At one point a question was asked and the follow up used some obvious logic to disprove the original answer. At this point I would expect the candidate to change one of the answers. They didn’t. A new and third answer appeared that completely (apparently) disproved the logic. Pretty stunning.
After what was an all too long period of interviewing this person, we let them go and moved on to the next person.
Our second victim interviewee immediately stood and greeted us when we walked in. He had a nervous smile on his face as he shook hands and introduced himself.
The elevator pitch went ok and there was none of the obnoxious behavior the first candidate. Then we started in on the tech questions and things started going a little sour.
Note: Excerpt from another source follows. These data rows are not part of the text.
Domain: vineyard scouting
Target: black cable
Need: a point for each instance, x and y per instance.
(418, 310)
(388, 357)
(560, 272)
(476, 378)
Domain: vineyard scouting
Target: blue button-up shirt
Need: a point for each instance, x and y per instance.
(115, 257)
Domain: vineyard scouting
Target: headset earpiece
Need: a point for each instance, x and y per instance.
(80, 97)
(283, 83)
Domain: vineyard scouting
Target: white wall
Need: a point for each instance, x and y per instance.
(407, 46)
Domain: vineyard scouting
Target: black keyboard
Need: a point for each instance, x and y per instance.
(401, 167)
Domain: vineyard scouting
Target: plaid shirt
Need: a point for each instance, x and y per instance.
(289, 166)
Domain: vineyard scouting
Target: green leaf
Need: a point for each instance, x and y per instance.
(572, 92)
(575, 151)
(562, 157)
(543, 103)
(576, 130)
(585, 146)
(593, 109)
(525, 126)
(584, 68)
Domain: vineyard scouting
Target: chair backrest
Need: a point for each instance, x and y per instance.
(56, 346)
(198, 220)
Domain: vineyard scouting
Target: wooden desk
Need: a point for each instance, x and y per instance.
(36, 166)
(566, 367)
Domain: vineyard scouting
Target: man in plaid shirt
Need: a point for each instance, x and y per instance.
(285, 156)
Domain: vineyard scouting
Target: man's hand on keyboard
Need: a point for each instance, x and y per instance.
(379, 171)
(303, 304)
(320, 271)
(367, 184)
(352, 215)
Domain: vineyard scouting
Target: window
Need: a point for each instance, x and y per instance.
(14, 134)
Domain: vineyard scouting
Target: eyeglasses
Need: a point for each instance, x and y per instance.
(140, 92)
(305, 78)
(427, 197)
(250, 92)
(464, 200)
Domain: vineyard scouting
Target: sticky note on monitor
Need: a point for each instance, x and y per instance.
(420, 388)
I can understand folks getting a little nervous when interviewing but this candidate seemed to go to pieces. Questions were frequently answered with “I know this, but I can’t remember” and a panicked look. With this person being so obviously flustered we tried to get them back on track by throwing over a couple of softball questions. At this point I think we’d lost the candidate entirely and brain panic took over.
At the end of the interview he almost seemed on the verge of tears and it seemed to us that he started trying to play the emotional angle to try and have us feel sorry for him in an effort to have us walk away with a good impression.
We’re DBAs, empathy is bred out of us so this didn’t work.
The final candidate greeted us with a warm friendly smile as he stood, shook everyone’s hand and introduced himself. He repeated back out names to be sure that he had heard them correctly and settled into his seat.
The elevator pitch was spot on. We got a very quick overview of his skills and what he’d been working on recently.
When we started in on the technical questions he gave obvious consideration of what we were asking, looked for clarifying points for some things and provided concise answers. By no means was he able to answer each and every question, however when he did not know he was quick to admit as such, provide what he felt would be the answer and a pointer to where he would look for a definitive answer.
This prompted a question around community involvement in which he mentioned that he liked to attend events like SQLSaturday and read blogs. When asked about favorite blogs he was able to provide a few and name the sessions and speakers from the most recent local SQLSat event. This was a huge plus as this candidate obviously enjoys working with SQL Server enough to spend time and effort outside to increase his knowledge outside of regular work activities.
When a couple of questions were answered incorrectly and we questioned the responses we were met with a genuine interest in getting the correct information and were able to build conversation around those items.
We were sad when time was up and we had a great time sitting and interviewing this person.
So which one would you choose?
If you were an interviewer, technical responses aside, which one of these candidates would be at the top of your list?
I know which one was at the top of ours.